Last Updated: Friday - 09/24/2010
Week of May 22, 2006
Students need passionate theology instructors
By RAMON GONZALEZ
"Catholic schools must stop putting gym teachers and geography teachers into the religion department."
- Natalie Hudson
"Our abortion culture is teaching youth that people are expendable or that some can be killed if they get in the way," Hudson said. "It is a poverty to decide that a child must die so you can get what you want."
Each time Hudson asks students why abortion is accepted in society, she gets the same response. "I am always told with frankness that abortion is allowed in our society for those who are too young, for couples who don't want a child right now, for women who cannot afford a child, in cases of rape and for babies that are diagnosed with a disability," she said.
"In general, our youth do sympathize with these common justifications for abortion - not out of malice, not even out of some strong conviction that this is right. They are simply aware of these facts and to this present generation the reasons are sufficient or at least good enough to justify abortion."
But she said these youth are generally "open, malleable souls "who will likely do the right thing when they see and understand it.

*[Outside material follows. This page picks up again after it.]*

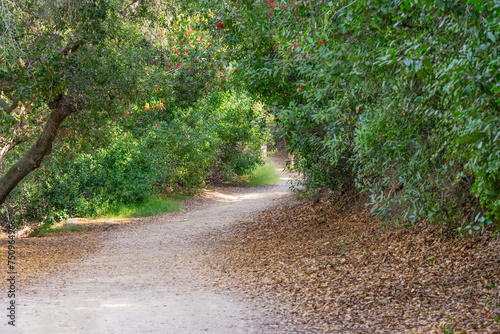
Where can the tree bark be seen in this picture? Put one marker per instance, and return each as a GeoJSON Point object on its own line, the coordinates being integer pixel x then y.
{"type": "Point", "coordinates": [61, 108]}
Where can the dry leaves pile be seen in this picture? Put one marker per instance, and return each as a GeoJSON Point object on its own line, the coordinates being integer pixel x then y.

And so we have to offer the young an education in the transcendentals, she said - "an education that encompasses not only truth in its rational sense, but in beauty, goodness, justice and, most important of all, love.
"This kind of education is ultimately about freedom and this is termed liberal education."
Hudson said educating youth in a climate of relativism where abortion is accepted and widely practised "must of necessity entail much more on the part of educators than simply helping young people to be pro-life."
"Being pro-life may very well be the first or the springboard into a vast ocean of ideas and questions that are fundamental to a truly educated and thus free human being," she said.
"The abortion issue must fit into a broader education that addresses the questions about our nature and our very existence. Taken as an ideal, the kind of education that I am talking about would take the pro-life position as a given, as a first premise."
For this type of education to occur, "Catholic schools must stop putting gym teachers and geography teachers into the religion department," Hudson said. "We need teachers properly educated in the science of first things. We need educators who have made philosophy and theology their life's passion so that that passion can be imparted to our youth."